Oklahoma Attorney General Gentner Drummond and 48 other attorneys general sued the company in May 2023 for initiating and facilitating billions of illegal robocalls to millions of people across the nation.

Avid Telecom, owned by Michael Lansky, sent or transmitted more than 7.5 billion calls to telephone numbers on the National Do Not Call Registry between December 2018 and January 2023; approximately 101 million of those calls were to numbers in Oklahoma.

The company continued transmitting the calls even after being notified at least 329 times by the USTelecom-led Industry Traceback Group that the illegal robocalls were being sent across their networks.

“Avid Telecom needs to be held accountable for its ceaseless attempts to intentionally scam Oklahomans and for knowingly violating a host of federal and state telemarketing and consumer laws,” Drummond said. “Scam robocalls are a nuisance and oftentimes cause financial harm to Oklahomans,” he added.

Avid Telecom is a Voice over Internet Protocol service provider that sells data, phone numbers, dialing software, and/or expertise to help its customers make mass robocalls.

It also serves as an intermediate provider and allegedly facilitated or helped route more than 24 billion scam calls – about Social Security Administration scams, Medicare scams, auto warranty scams, Amazon scams, DirecTV scams, credit card interest rate reduction scams, and employment scams – during a four-year period. More than 90% of those calls lasted less than 15 seconds, which indicates they were likely robocalls.
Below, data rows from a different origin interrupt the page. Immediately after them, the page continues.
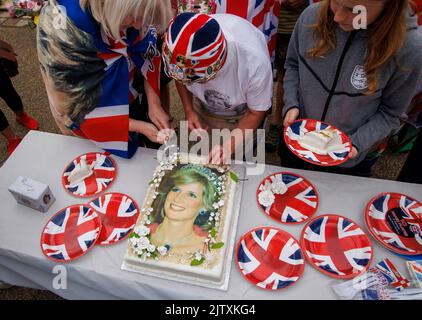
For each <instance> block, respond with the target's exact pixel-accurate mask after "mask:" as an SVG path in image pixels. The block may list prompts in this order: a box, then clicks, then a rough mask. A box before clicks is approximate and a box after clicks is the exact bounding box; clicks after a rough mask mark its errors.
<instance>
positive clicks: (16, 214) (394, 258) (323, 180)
mask: <svg viewBox="0 0 422 320" xmlns="http://www.w3.org/2000/svg"><path fill="white" fill-rule="evenodd" d="M92 151H98V150H97V149H96V147H94V146H93V144H92V143H90V142H89V141H85V140H81V139H77V138H72V137H65V136H60V135H54V134H48V133H42V132H35V131H33V132H30V133H29V134H28V135H27V136H26V138H25V139H24V140H23V142H22V143H21V144H20V146H19V147H18V148H17V150H16V151H15V153H14V154H13V155H12V157H10V158H9V159H8V161H7V162H6V163H5V164H4V166H3V167H2V168H0V281H5V282H8V283H11V284H14V285H20V286H26V287H32V288H42V289H47V290H50V291H53V292H55V293H56V294H58V295H60V296H62V297H64V298H68V299H87V298H91V299H116V298H117V299H121V298H124V299H225V300H227V299H233V300H239V299H245V300H252V299H253V300H255V299H336V296H335V294H334V292H333V291H332V288H331V285H333V284H335V283H338V282H339V280H335V279H332V278H330V277H328V276H326V275H323V274H321V273H319V272H318V271H316V270H315V269H314V268H313V267H312V266H311V265H309V264H306V268H305V272H304V275H303V277H302V278H301V279H300V280H299V281H298V282H297V283H296V284H295V285H293V286H292V287H290V288H288V289H286V290H282V291H278V292H270V291H265V290H262V289H259V288H256V287H254V286H253V285H251V284H250V283H249V282H247V281H246V280H244V279H243V277H242V276H241V275H240V273H239V271H238V270H237V268H236V267H235V265H234V262H232V270H231V276H230V284H229V290H228V291H227V292H223V291H218V290H212V289H204V288H200V287H196V286H191V285H186V284H182V283H177V282H173V281H167V280H162V279H158V278H154V277H148V276H144V275H140V274H135V273H130V272H126V271H122V270H121V269H120V266H121V263H122V259H123V256H124V253H125V250H126V241H123V242H122V243H119V244H117V245H114V246H111V247H94V248H93V249H92V250H91V251H90V252H89V253H88V254H87V255H85V256H84V257H82V258H80V259H79V260H76V261H74V262H71V263H69V264H66V265H65V266H66V270H67V289H66V290H54V289H53V287H52V283H53V279H54V277H55V276H56V274H54V273H53V268H54V267H55V266H56V264H55V263H54V262H52V261H50V260H48V259H47V258H46V257H44V255H43V253H42V252H41V248H40V235H41V232H42V229H43V227H44V225H45V224H46V222H47V221H48V220H49V219H50V218H51V217H52V216H53V215H54V214H55V213H56V212H57V211H59V210H60V209H62V208H64V207H66V206H68V205H73V204H78V203H86V202H88V201H85V200H80V199H77V198H74V197H72V196H71V195H69V194H68V193H67V192H65V191H64V189H63V187H62V186H61V174H62V172H63V170H64V168H65V167H66V165H67V164H68V163H69V162H70V161H71V160H72V159H73V158H75V157H77V156H78V155H80V154H83V153H86V152H92ZM154 157H155V151H153V150H147V149H139V150H138V153H137V154H136V155H135V157H134V158H133V159H131V160H124V159H119V158H117V157H114V159H115V160H116V163H117V166H118V176H117V179H116V182H115V183H114V184H113V185H112V187H111V188H110V190H109V191H110V192H122V193H126V194H128V195H130V196H132V197H133V198H134V199H135V201H137V202H138V203H139V204H141V203H142V201H143V199H144V197H145V193H146V190H147V187H148V181H149V180H150V178H151V175H152V172H153V170H154V168H155V167H156V165H157V163H156V160H154ZM282 170H283V169H282V168H280V167H275V166H267V167H266V170H265V173H264V174H263V175H262V176H249V177H248V179H249V180H248V181H247V182H245V185H244V191H243V198H242V205H241V209H240V216H239V225H238V230H237V236H236V239H239V238H240V236H242V235H243V234H244V233H246V232H247V231H248V230H250V229H252V228H254V227H257V226H274V227H279V228H281V229H283V230H286V231H287V232H290V233H291V234H292V235H293V236H295V237H296V239H299V238H300V234H301V231H302V229H303V227H304V225H297V226H286V225H281V224H278V223H277V222H275V221H273V220H272V219H270V218H269V217H266V216H265V215H264V214H262V213H261V211H260V210H259V209H258V207H257V203H256V200H255V193H256V188H257V186H258V185H259V183H260V182H261V180H262V179H263V178H264V177H265V176H266V175H268V174H271V173H274V172H280V171H282ZM288 171H290V172H296V173H299V174H301V175H303V176H305V177H306V178H307V179H309V180H310V181H311V182H312V183H313V184H314V185H315V187H316V188H317V190H318V192H319V196H320V205H319V209H318V212H317V214H316V215H322V214H340V215H344V216H346V217H349V218H351V219H352V220H354V221H356V222H357V223H358V224H360V225H361V226H362V227H363V228H364V229H365V230H366V228H365V225H364V219H363V212H364V208H365V205H366V203H367V202H368V201H369V200H370V199H371V198H372V197H374V196H375V195H377V194H379V193H381V192H389V191H391V192H401V193H405V194H407V195H409V196H412V197H415V198H417V199H421V198H422V185H414V184H405V183H399V182H394V181H383V180H376V179H364V178H357V177H349V176H341V175H332V174H324V173H317V172H307V171H299V170H291V169H289V170H288ZM19 175H22V176H26V177H29V178H32V179H35V180H38V181H41V182H44V183H47V184H48V185H50V187H51V188H52V190H53V193H54V195H55V196H56V198H57V200H56V202H55V203H54V205H53V206H52V207H51V208H50V210H49V211H48V212H47V213H40V212H37V211H34V210H31V209H29V208H26V207H24V206H21V205H18V204H17V203H16V201H15V200H14V198H13V197H12V195H11V194H10V193H9V192H8V190H7V188H8V186H9V185H10V184H12V183H13V182H14V181H15V179H16V178H17V176H19ZM371 239H372V238H371ZM373 245H374V249H375V255H374V260H373V263H372V264H373V265H374V264H376V263H377V262H378V261H380V260H382V259H384V258H386V257H389V258H391V260H392V261H393V262H395V263H397V265H398V267H399V269H400V270H401V271H402V272H404V273H405V274H407V271H406V268H405V265H404V260H403V259H401V258H399V257H397V256H395V255H393V254H392V253H390V252H389V251H388V250H386V249H384V248H382V247H381V246H380V245H378V243H376V242H375V241H373Z"/></svg>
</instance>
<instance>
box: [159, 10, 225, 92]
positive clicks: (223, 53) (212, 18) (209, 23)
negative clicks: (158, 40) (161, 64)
mask: <svg viewBox="0 0 422 320" xmlns="http://www.w3.org/2000/svg"><path fill="white" fill-rule="evenodd" d="M226 56H227V44H226V39H225V37H224V34H223V31H222V30H221V27H220V25H219V24H218V22H217V21H216V20H215V19H213V18H212V17H211V16H209V15H206V14H196V13H181V14H179V15H178V16H176V17H175V18H174V19H173V20H172V21H171V23H170V25H169V27H168V31H167V33H166V35H165V41H164V45H163V61H164V70H165V71H166V73H167V75H168V76H169V77H171V78H173V79H175V80H178V81H181V82H184V83H186V84H189V83H194V82H206V81H209V80H211V79H213V78H214V77H215V76H216V74H217V72H218V71H219V70H220V69H221V68H222V67H223V65H224V62H225V59H226Z"/></svg>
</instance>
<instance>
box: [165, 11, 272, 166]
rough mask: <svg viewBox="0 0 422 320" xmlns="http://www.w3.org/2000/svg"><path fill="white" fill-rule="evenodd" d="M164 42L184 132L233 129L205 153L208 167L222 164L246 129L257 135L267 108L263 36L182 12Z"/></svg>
mask: <svg viewBox="0 0 422 320" xmlns="http://www.w3.org/2000/svg"><path fill="white" fill-rule="evenodd" d="M164 40H165V41H164V48H163V60H164V68H165V70H166V72H167V74H168V75H169V76H170V77H172V78H174V79H175V80H176V81H177V82H176V83H177V84H176V86H177V90H178V92H179V95H180V97H181V100H182V103H183V108H184V111H185V116H186V119H187V121H188V126H189V130H191V131H193V130H198V131H201V130H211V129H229V130H232V133H233V135H232V138H231V139H230V140H228V141H225V142H224V143H223V144H222V145H221V146H217V147H215V148H214V149H213V150H212V152H211V153H210V160H212V162H213V163H216V162H227V161H228V159H229V158H230V156H231V154H232V153H233V152H234V151H235V150H236V147H237V146H238V144H237V143H238V142H239V141H243V140H244V139H246V135H245V129H253V130H256V129H257V128H258V127H259V126H260V125H261V124H262V122H263V120H264V118H265V116H266V115H267V111H268V110H269V109H270V108H271V103H272V101H271V100H272V92H273V91H272V85H273V84H272V83H273V78H272V68H271V60H270V56H269V53H268V48H267V44H266V42H265V37H264V35H263V34H262V33H261V32H260V31H259V30H258V29H257V28H255V27H254V26H253V25H252V24H251V23H249V22H248V21H247V20H245V19H242V18H239V17H237V16H234V15H229V14H215V15H205V14H195V13H181V14H179V15H178V16H177V17H176V18H175V19H174V20H173V21H172V22H171V23H170V25H169V27H168V31H167V34H166V35H165V39H164ZM193 97H195V101H194V99H193ZM234 129H240V130H235V131H233V130H234Z"/></svg>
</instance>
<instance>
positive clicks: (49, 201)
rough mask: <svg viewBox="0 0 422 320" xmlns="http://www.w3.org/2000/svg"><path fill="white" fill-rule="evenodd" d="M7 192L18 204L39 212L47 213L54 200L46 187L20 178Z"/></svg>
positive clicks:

“VoIP providers use robocalling technology that allows for the transmission of high call volumes in short durations. A robocaller can make multiple calls in a single second,” the presiding judge wrote in her 35-page order dated May 8.

Further, Avid helped make hundreds of millions of calls using spoofed or invalid caller ID numbers, including more than 8.4 million calls that appeared to be coming from government and law enforcement agencies, as well as private companies.

The lawsuit contends Avid Telecom and its principal officers facilitated billions of illegal robocalls and violated the Telephone Consumer Protection Act, the Telemarketing Sales Rule, and other federal and state telemarketing and consumer laws.